The issue of women’s use of violence is further complicated by changes in domestic violence arrest policies. Pro-arrest and mandatory arrest policies were designed and have been supported as ways of responding uniformly to a problem that had suffered from years of police inaction and a trivialization of IPV. Police now respond “by the book,” meaning that police make an arrest if the law is broken. Unless they have been trained to distinguish between primary aggressor action and self-defensive action, the result is that arrests occur regardless of the history of abuse in the relationship or the meaning or motivation underlying the use of violence. Ironically, one of the results of this gender-neutral approach has been the arrest of many battered women for the use of self-defensive violence against their battering partners, and the court-ordered funneling of these women into batterer treatment programs. For example, in a study of 39 women arrested for domestic violence, Kevin Hamberger and his colleagues found that 36 of the women were identified at treatment program intake as victims of battering, not batterers, and had been arrested for using violence that was self-defensive in nature. Often, women arrested for IPV are offered treatment rather than a challenge of their arrest on self-defensive grounds. For victims who fought back, and who are desperate to prevent the personal, family, employment, and/or financial crises posed by a conviction, the treatment programs are an attractive option. However, these women remain under supervision by probation departments, and violations of probation could result in harsher penalties when it comes to custody issues or jail time. Threats of jeopardizing probation status are used by abusers to intimidate their victims.

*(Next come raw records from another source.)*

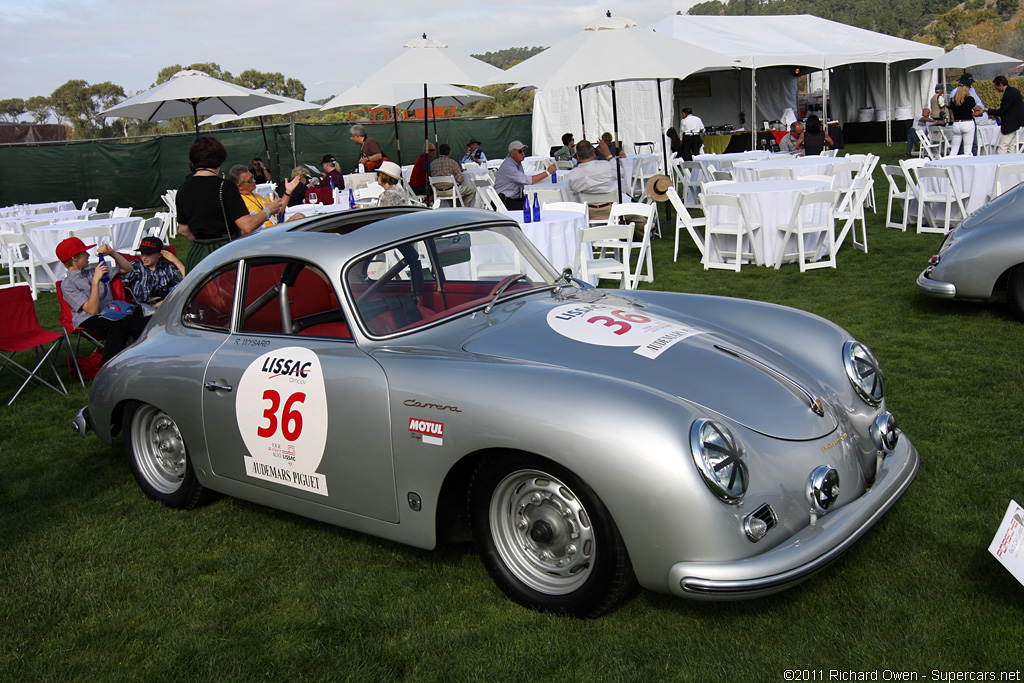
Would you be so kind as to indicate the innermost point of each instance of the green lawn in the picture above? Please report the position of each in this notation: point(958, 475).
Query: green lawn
point(99, 583)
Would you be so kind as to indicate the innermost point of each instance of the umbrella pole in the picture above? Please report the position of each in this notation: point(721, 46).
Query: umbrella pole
point(397, 140)
point(665, 150)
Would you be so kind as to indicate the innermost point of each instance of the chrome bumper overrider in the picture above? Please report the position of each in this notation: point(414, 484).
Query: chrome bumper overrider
point(936, 288)
point(809, 550)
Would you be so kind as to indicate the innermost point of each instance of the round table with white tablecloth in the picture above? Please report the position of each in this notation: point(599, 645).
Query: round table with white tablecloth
point(556, 236)
point(769, 205)
point(975, 175)
point(724, 162)
point(747, 171)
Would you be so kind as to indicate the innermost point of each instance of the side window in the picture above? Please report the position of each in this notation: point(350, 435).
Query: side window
point(210, 305)
point(291, 297)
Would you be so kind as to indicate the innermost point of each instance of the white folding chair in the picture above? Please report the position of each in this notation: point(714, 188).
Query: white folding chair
point(598, 199)
point(608, 241)
point(904, 195)
point(928, 147)
point(717, 225)
point(578, 207)
point(851, 210)
point(629, 212)
point(450, 194)
point(685, 221)
point(1006, 170)
point(813, 215)
point(948, 195)
point(765, 173)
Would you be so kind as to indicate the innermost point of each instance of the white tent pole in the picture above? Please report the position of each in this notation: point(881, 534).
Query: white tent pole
point(889, 109)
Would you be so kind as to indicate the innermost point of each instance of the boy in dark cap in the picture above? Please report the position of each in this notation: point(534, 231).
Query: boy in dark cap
point(155, 273)
point(89, 297)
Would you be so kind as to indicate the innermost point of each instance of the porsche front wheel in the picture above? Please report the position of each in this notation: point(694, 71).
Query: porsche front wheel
point(546, 538)
point(159, 459)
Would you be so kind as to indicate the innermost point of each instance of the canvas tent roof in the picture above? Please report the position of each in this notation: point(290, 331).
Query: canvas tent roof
point(799, 40)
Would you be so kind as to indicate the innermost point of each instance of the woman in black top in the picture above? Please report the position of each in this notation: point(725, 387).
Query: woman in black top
point(962, 107)
point(814, 138)
point(211, 212)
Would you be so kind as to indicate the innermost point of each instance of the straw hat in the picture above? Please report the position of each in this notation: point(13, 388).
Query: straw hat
point(657, 186)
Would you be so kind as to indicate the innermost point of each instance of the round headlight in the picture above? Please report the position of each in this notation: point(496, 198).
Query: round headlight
point(822, 488)
point(863, 372)
point(719, 460)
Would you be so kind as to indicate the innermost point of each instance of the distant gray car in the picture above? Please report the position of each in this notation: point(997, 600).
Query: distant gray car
point(983, 258)
point(427, 376)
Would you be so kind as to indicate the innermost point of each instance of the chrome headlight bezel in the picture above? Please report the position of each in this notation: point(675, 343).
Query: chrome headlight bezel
point(719, 459)
point(864, 374)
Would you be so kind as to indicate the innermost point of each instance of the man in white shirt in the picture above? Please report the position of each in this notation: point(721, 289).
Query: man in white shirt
point(689, 133)
point(788, 141)
point(594, 175)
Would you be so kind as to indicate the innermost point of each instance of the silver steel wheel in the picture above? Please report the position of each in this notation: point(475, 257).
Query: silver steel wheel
point(159, 449)
point(542, 531)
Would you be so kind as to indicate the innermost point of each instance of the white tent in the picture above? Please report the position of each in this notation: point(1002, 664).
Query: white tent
point(768, 48)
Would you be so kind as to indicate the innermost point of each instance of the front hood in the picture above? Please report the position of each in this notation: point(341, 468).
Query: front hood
point(633, 341)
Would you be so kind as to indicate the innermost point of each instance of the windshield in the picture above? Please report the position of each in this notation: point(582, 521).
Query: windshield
point(406, 287)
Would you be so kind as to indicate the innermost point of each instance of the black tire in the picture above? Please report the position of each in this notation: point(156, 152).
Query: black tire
point(1015, 291)
point(546, 539)
point(159, 459)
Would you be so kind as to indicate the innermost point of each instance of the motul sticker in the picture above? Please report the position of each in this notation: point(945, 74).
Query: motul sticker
point(427, 431)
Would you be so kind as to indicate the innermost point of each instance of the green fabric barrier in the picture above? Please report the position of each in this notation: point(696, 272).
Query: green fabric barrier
point(136, 174)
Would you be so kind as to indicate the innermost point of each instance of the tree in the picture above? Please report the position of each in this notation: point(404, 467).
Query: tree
point(11, 109)
point(40, 109)
point(80, 103)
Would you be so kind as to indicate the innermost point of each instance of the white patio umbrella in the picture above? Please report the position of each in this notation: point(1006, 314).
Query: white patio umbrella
point(403, 96)
point(428, 63)
point(613, 49)
point(189, 93)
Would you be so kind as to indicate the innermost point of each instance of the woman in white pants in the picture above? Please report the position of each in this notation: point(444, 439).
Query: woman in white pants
point(962, 107)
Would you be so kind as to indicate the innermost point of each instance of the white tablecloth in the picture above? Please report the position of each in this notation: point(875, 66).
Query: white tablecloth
point(768, 204)
point(28, 209)
point(555, 236)
point(747, 171)
point(975, 175)
point(725, 162)
point(45, 240)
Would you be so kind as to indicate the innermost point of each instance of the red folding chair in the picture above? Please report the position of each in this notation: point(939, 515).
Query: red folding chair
point(22, 332)
point(117, 291)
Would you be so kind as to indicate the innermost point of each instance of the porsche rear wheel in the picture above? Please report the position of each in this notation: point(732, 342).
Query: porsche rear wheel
point(1015, 291)
point(159, 459)
point(546, 538)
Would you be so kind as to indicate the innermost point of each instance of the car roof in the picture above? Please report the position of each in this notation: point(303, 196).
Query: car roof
point(332, 240)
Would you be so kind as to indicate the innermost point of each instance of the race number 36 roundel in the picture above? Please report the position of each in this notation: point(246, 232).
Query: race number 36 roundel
point(602, 325)
point(281, 408)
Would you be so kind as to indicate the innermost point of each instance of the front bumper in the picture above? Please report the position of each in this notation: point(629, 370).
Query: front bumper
point(935, 288)
point(808, 551)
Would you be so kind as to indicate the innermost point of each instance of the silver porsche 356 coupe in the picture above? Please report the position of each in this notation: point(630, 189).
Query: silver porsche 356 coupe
point(428, 377)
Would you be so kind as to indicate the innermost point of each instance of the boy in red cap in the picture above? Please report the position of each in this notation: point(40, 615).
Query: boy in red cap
point(152, 278)
point(90, 298)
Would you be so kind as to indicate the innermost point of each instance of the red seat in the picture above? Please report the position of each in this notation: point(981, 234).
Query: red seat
point(22, 332)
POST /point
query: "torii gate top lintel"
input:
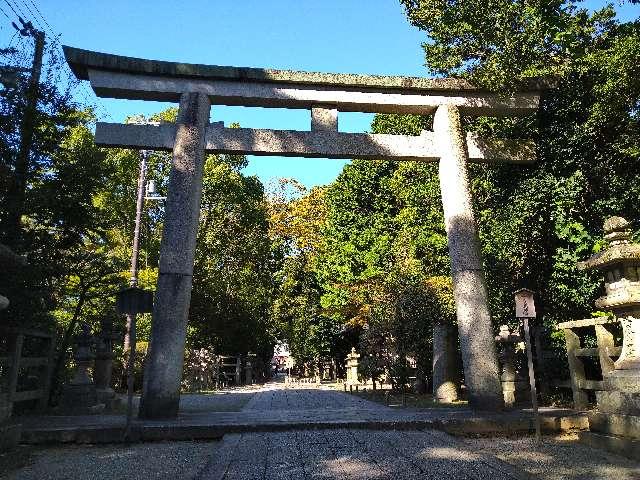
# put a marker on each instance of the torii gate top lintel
(324, 94)
(82, 61)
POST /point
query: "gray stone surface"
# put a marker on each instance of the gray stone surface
(627, 426)
(324, 119)
(163, 372)
(620, 446)
(81, 60)
(469, 285)
(618, 402)
(445, 363)
(315, 144)
(284, 95)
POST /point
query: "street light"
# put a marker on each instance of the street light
(526, 309)
(134, 300)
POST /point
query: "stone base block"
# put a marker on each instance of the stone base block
(80, 399)
(618, 402)
(9, 435)
(623, 381)
(627, 426)
(611, 443)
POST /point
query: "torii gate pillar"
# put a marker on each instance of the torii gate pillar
(480, 362)
(163, 373)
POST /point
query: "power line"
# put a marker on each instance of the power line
(79, 87)
(31, 14)
(40, 14)
(5, 13)
(19, 15)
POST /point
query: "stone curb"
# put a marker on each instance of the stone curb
(184, 431)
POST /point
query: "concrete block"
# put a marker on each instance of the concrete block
(618, 445)
(614, 424)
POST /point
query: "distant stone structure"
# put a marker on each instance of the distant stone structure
(197, 87)
(616, 424)
(445, 363)
(103, 367)
(352, 367)
(79, 396)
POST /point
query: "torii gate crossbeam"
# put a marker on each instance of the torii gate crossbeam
(197, 87)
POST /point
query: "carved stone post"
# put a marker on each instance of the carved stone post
(161, 386)
(469, 287)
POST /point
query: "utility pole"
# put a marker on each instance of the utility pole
(17, 188)
(130, 334)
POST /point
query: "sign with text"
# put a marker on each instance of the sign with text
(525, 306)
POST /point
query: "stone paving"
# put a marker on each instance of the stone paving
(351, 454)
(330, 449)
(273, 407)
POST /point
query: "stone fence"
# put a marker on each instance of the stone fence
(205, 370)
(586, 373)
(25, 368)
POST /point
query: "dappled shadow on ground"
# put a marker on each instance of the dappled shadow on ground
(353, 454)
(558, 458)
(158, 460)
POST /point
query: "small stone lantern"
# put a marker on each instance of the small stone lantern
(513, 385)
(620, 262)
(352, 367)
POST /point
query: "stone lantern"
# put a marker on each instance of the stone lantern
(513, 385)
(352, 367)
(620, 262)
(616, 424)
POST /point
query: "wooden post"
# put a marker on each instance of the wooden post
(46, 387)
(15, 352)
(576, 370)
(532, 378)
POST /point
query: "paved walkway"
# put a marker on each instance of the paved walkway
(351, 454)
(307, 433)
(274, 407)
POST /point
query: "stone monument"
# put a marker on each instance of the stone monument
(79, 396)
(104, 364)
(446, 378)
(616, 425)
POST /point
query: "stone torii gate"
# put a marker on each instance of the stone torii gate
(197, 87)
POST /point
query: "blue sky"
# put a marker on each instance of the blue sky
(351, 36)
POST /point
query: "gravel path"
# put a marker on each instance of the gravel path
(146, 461)
(558, 458)
(352, 454)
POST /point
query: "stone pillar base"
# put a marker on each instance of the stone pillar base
(9, 435)
(627, 381)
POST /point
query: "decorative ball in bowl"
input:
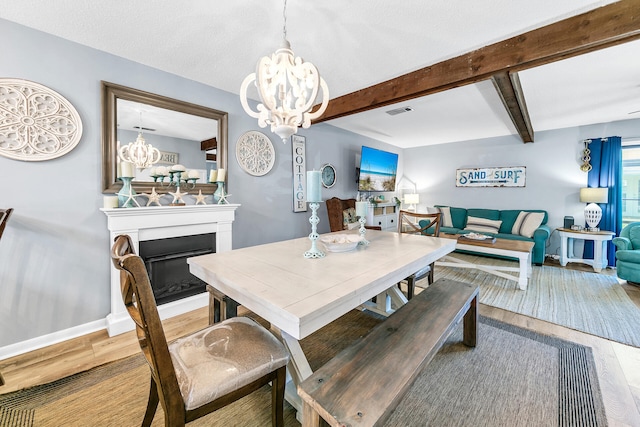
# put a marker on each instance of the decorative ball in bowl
(340, 242)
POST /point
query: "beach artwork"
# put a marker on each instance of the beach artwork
(377, 170)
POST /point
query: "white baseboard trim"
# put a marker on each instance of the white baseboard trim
(115, 325)
(22, 347)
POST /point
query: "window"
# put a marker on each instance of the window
(630, 182)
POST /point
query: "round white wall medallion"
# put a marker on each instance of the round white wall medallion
(255, 153)
(36, 123)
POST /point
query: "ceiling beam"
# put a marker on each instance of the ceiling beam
(512, 96)
(597, 29)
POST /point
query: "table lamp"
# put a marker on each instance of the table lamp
(593, 212)
(412, 199)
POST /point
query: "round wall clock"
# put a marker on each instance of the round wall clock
(255, 153)
(328, 173)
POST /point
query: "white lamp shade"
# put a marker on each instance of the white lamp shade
(594, 195)
(592, 215)
(412, 198)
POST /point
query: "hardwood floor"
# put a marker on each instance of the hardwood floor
(618, 365)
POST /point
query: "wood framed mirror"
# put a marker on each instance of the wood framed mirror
(189, 134)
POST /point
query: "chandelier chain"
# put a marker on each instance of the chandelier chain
(284, 15)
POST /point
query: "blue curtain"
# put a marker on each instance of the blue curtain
(606, 162)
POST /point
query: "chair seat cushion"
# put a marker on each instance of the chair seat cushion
(221, 358)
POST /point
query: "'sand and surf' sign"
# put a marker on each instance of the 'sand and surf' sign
(514, 176)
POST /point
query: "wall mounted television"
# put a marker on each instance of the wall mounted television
(377, 170)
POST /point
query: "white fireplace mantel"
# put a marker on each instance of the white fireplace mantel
(159, 222)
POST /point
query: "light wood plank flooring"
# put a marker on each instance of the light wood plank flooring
(618, 365)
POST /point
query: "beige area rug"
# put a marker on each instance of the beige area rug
(512, 378)
(582, 300)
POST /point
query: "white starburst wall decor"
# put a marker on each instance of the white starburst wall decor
(36, 122)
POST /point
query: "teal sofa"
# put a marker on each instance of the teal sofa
(508, 217)
(628, 253)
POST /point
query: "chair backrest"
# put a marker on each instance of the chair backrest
(4, 217)
(335, 209)
(419, 223)
(140, 303)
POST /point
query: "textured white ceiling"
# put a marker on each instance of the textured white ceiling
(354, 44)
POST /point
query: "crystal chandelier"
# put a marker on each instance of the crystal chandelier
(288, 88)
(141, 154)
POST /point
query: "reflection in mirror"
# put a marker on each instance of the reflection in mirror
(187, 134)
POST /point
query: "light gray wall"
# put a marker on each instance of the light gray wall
(54, 254)
(553, 177)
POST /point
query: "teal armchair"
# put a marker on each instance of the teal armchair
(628, 253)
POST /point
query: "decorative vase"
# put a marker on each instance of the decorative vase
(126, 193)
(219, 191)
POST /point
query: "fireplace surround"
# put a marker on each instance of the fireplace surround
(165, 222)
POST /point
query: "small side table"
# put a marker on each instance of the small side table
(599, 238)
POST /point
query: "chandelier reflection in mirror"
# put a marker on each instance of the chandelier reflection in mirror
(288, 88)
(141, 154)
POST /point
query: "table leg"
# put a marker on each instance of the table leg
(563, 250)
(523, 275)
(599, 255)
(298, 368)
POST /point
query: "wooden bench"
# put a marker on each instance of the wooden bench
(364, 383)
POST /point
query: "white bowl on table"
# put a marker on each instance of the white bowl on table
(340, 242)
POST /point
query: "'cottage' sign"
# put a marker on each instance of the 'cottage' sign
(491, 177)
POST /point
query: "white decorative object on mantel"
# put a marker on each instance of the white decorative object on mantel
(36, 123)
(255, 153)
(160, 222)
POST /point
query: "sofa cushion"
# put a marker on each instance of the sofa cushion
(526, 223)
(483, 213)
(510, 236)
(458, 216)
(482, 225)
(445, 219)
(509, 216)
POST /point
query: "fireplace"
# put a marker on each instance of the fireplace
(209, 225)
(166, 262)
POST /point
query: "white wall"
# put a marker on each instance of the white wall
(553, 176)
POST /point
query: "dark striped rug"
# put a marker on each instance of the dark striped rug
(513, 377)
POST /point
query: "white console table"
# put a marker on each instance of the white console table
(600, 238)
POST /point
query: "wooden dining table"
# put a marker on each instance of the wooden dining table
(299, 295)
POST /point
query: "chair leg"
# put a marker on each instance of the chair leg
(277, 397)
(152, 404)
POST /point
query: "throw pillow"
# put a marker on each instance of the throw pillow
(483, 225)
(445, 217)
(348, 217)
(526, 223)
(634, 237)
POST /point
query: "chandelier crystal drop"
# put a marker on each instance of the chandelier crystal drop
(288, 88)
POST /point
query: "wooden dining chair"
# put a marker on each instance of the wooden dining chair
(199, 373)
(4, 217)
(427, 224)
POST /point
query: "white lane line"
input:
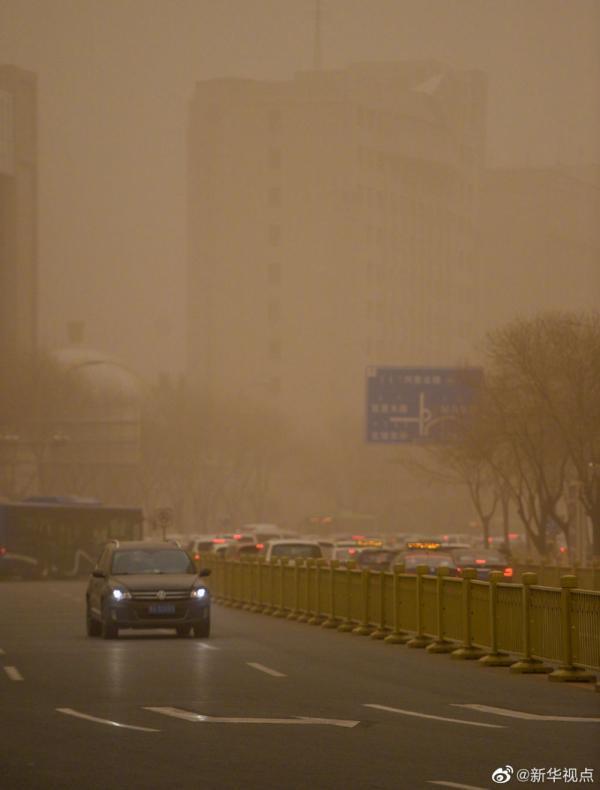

By taking individual acts of violence out of these contexts, researchers and policymakers run the risk of furthering the harm done to battered women by discounting the abuse that is inflicted on them by their male partners and by labeling victims as offenders. The differentiation of self-defensive acts of violence from acts of violence reflective of a larger pattern of abuse is necessary for the criminal justice system to become more equitable and better able to protect victims of IPV.

Bibliography:

  1. Anderson, K. L., & Umberson, D. (2001). Gendering violence: Masculinity and power in men’s accounts of domestic violence. Gender & Society, 15, 358–380.
  2. Dasgupta, S. D. (2002). A framework for understanding women’s use of nonlethal violence in intimate heterosexual relationships. Violence Against Women, 8, 1368–1393.
  3. Hamberger, L. K., & Arnold, J. (1990). The impact of mandatory arrest on domestic violence perpetrator counseling sessions. Family Violence Bulletin, 6, 10–12.
  4. Makepeace, J. M. (1986). Gender differences in courtship violence victimization. Family Relations, 35, 383–388.
  5. Miller, S. L. (2005). Victims as offenders: The paradox of women’s violence in relationships. New Brunswick, NJ: Rutgers University Press.
  6. Molidar, C., & Tolman, R. (1998). Gender and contextual factors in adolescent dating violence. Violence Against Women, 4, 180–194.